After Marshalls, let’s pause new development
A vacant lot where M-32 meets Alpena is home to cedar trees and cool fossil beds abundant with ancient coral. It’s a window into Northern Michigan’s distant past as a prehistoric ocean and it’s about to disappear forever.
The first bulldozer is on site, and the girders which will form the roof of Marshalls department store have been delivered. The last wildland at the corner of M-32 and Bagley Street will soon be another parking lot and retail store.
Alpena’s M-32 corridor has exploded with development since Walmart went up there in the 1990s.
In that time, we lost Ripley Street Station and Western Auto, which still sit empty after two decades. The slow death of Alpena Mall is giving way to a new industrial use but its parking lot–the size of a city block–serves none. The former Peebles store at Bear Pointe Plaza has been empty since the late-2000s. Neiman’s Family Market has been vacant since 2020.
These were fixtures in our community. Now they are scars.
I hate being jaded by progress but it’s hard to not be. The same mentality which left Alpena with a surplus of unused parking lots and empty storefronts in the span of a single generation is now consuming the west end of town.
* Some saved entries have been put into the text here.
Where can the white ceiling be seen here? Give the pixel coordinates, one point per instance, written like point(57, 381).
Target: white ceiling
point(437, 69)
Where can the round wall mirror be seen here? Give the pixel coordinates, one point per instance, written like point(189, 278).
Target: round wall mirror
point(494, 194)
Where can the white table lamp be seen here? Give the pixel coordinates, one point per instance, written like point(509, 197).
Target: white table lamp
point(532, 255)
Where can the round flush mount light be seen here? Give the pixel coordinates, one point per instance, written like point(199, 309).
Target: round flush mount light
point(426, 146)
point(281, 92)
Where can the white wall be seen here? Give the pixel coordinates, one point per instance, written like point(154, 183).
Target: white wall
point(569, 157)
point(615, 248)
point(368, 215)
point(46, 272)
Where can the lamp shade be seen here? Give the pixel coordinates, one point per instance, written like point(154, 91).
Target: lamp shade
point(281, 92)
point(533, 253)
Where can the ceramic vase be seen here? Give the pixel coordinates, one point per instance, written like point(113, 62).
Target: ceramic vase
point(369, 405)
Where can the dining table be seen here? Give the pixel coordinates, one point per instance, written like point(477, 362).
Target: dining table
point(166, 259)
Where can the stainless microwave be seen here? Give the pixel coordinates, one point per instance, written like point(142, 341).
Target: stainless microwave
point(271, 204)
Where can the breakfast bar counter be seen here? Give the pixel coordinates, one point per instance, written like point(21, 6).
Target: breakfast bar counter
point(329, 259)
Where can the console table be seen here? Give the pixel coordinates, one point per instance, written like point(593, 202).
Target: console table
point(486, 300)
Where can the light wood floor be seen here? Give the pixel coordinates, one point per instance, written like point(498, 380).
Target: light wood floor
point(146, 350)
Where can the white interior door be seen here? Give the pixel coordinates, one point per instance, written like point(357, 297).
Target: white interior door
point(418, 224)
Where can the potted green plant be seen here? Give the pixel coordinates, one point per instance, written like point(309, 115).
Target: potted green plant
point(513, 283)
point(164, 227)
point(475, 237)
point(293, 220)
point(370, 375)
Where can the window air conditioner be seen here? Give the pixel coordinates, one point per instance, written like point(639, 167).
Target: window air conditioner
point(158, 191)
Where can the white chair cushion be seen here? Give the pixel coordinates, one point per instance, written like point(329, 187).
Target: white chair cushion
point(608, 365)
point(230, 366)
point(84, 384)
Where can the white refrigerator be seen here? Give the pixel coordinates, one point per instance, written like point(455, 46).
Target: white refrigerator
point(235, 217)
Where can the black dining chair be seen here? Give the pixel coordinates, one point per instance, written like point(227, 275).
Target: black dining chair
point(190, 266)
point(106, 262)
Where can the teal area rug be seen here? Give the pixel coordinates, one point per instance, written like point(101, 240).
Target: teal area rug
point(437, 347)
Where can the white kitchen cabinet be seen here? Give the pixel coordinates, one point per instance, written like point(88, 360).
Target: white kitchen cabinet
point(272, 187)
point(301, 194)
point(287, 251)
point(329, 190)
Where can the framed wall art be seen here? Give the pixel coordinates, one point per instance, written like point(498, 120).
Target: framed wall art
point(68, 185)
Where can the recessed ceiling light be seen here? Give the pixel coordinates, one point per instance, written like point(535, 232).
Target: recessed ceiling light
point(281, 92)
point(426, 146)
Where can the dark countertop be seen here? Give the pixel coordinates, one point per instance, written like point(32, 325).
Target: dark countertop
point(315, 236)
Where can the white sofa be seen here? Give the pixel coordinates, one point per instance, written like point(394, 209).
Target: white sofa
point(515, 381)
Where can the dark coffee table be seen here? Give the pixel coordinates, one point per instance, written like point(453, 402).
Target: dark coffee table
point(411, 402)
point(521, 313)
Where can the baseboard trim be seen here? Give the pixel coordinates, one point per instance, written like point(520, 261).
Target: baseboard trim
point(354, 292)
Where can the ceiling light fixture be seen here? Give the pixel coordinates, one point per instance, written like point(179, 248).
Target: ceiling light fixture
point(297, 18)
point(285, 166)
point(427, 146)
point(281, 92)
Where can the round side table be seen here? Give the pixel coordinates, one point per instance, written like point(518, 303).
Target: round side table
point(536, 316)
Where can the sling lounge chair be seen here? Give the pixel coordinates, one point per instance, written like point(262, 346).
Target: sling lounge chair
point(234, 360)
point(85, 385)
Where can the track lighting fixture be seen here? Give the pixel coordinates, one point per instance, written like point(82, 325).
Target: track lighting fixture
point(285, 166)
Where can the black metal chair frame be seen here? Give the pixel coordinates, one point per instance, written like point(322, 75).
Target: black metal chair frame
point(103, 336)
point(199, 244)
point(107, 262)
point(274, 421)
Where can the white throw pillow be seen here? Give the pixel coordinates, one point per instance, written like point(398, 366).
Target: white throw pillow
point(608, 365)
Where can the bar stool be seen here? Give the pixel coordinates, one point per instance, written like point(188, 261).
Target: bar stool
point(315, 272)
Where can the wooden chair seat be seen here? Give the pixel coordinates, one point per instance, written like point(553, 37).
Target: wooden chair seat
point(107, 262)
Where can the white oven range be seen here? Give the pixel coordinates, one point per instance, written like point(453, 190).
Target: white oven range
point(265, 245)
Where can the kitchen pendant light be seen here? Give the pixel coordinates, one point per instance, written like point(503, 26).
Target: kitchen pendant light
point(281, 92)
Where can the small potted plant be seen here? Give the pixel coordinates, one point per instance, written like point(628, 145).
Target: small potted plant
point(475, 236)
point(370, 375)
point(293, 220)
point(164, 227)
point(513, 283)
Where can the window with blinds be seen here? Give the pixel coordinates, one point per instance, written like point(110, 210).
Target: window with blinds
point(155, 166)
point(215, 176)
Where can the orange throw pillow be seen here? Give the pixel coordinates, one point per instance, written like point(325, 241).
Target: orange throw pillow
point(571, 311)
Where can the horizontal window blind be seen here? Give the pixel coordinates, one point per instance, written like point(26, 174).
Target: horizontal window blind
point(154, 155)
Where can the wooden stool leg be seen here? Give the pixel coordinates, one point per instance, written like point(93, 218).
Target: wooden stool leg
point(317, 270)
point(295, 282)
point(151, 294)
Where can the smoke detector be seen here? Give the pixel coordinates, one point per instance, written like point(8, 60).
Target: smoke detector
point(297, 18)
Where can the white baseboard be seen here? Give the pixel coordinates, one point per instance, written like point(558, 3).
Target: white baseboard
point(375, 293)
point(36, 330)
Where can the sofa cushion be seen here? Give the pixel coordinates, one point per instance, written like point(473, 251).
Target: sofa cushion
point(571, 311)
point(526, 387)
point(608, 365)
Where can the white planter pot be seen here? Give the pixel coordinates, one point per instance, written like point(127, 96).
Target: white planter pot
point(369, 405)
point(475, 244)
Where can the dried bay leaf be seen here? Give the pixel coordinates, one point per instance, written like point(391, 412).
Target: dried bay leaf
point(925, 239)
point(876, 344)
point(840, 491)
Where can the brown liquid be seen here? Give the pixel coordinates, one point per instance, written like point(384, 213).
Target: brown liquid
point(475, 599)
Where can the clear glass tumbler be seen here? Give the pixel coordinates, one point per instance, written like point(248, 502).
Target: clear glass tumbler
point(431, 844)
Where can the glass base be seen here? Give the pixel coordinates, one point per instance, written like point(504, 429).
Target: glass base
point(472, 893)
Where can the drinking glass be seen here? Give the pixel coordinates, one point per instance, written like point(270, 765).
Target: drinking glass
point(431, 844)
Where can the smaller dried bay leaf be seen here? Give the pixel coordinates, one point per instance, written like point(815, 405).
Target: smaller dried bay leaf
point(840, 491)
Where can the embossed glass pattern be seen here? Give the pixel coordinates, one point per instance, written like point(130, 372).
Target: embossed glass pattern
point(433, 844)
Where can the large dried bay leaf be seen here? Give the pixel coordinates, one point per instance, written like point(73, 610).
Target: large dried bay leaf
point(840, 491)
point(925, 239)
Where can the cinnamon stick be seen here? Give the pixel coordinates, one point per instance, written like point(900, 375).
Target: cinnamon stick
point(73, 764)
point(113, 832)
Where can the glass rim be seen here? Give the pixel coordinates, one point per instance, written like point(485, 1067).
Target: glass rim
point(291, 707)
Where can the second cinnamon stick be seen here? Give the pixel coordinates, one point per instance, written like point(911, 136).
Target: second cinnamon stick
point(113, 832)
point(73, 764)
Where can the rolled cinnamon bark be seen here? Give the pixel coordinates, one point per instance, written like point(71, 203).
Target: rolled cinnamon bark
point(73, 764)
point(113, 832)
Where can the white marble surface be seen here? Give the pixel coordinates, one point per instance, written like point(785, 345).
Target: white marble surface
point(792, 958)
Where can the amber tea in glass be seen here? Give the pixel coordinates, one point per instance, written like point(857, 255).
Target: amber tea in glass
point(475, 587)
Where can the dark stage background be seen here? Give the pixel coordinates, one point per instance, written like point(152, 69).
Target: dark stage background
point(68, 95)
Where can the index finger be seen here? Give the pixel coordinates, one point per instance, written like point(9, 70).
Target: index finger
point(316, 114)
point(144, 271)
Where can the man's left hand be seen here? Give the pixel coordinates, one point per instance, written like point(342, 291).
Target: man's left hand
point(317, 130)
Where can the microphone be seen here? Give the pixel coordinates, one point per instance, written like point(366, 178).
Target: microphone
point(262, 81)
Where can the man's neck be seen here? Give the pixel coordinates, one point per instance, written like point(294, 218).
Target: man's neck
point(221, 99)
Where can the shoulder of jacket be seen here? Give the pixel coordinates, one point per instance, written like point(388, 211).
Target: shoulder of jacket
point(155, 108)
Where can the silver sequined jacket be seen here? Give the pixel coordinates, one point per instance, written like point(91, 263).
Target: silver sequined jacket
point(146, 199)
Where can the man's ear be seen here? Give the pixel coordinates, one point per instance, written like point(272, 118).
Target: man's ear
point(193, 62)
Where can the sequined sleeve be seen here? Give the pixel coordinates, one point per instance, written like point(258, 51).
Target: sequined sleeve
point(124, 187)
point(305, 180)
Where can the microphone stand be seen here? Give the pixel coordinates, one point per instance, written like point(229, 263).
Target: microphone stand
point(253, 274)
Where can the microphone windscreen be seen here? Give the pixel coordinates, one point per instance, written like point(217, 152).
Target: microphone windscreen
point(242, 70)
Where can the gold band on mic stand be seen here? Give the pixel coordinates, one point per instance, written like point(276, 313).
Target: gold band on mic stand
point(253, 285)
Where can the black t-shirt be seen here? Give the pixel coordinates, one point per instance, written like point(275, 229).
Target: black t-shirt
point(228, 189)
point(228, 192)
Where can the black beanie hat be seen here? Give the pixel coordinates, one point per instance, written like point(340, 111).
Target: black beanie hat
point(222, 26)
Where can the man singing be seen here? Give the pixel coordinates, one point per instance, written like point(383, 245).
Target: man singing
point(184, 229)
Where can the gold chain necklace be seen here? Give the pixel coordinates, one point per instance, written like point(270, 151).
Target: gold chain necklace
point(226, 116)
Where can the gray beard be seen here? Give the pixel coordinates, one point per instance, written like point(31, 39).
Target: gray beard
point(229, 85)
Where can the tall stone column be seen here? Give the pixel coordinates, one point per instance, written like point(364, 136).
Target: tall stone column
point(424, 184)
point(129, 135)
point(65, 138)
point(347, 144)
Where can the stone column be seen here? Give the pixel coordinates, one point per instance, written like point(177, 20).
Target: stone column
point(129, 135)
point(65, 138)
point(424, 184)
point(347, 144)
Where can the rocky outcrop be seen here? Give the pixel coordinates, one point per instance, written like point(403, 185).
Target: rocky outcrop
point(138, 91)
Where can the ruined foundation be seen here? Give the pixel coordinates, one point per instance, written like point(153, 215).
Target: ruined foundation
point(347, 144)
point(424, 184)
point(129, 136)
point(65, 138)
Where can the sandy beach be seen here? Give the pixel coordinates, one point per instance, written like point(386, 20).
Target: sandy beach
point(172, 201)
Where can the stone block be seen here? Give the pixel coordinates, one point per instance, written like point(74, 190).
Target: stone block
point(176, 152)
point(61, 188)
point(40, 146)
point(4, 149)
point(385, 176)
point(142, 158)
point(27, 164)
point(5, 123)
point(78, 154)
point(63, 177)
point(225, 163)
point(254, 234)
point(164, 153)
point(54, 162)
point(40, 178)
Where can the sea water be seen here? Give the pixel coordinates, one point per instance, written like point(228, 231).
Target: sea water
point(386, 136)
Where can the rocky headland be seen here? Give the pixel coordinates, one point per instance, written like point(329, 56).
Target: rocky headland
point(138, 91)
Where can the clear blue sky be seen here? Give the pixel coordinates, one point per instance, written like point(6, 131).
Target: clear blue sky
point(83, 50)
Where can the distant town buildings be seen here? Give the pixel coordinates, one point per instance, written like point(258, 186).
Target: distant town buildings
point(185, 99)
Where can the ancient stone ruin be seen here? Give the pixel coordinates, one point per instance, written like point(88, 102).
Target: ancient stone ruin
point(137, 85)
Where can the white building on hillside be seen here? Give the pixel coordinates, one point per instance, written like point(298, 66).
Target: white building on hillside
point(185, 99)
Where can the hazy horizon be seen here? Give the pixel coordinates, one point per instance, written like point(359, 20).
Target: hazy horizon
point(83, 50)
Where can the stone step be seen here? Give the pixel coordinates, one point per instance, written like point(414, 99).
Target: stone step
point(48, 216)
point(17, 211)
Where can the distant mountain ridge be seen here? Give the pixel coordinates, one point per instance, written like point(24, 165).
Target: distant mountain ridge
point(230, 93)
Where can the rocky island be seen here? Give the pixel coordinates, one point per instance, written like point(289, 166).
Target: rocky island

How far are we willing to let it go? How many forests have to fall in the name of momentary economic gain? Are we so naive to think these developments are immune to the same fate? Is this really progress?
I propose a moratorium on new commercial development until a percentage of these vacant properties are occupied. Tax breaks should favor redevelopment. Money talks, and maybe developers will listen, because what’s happening now is neither sustainable or good for Alpena.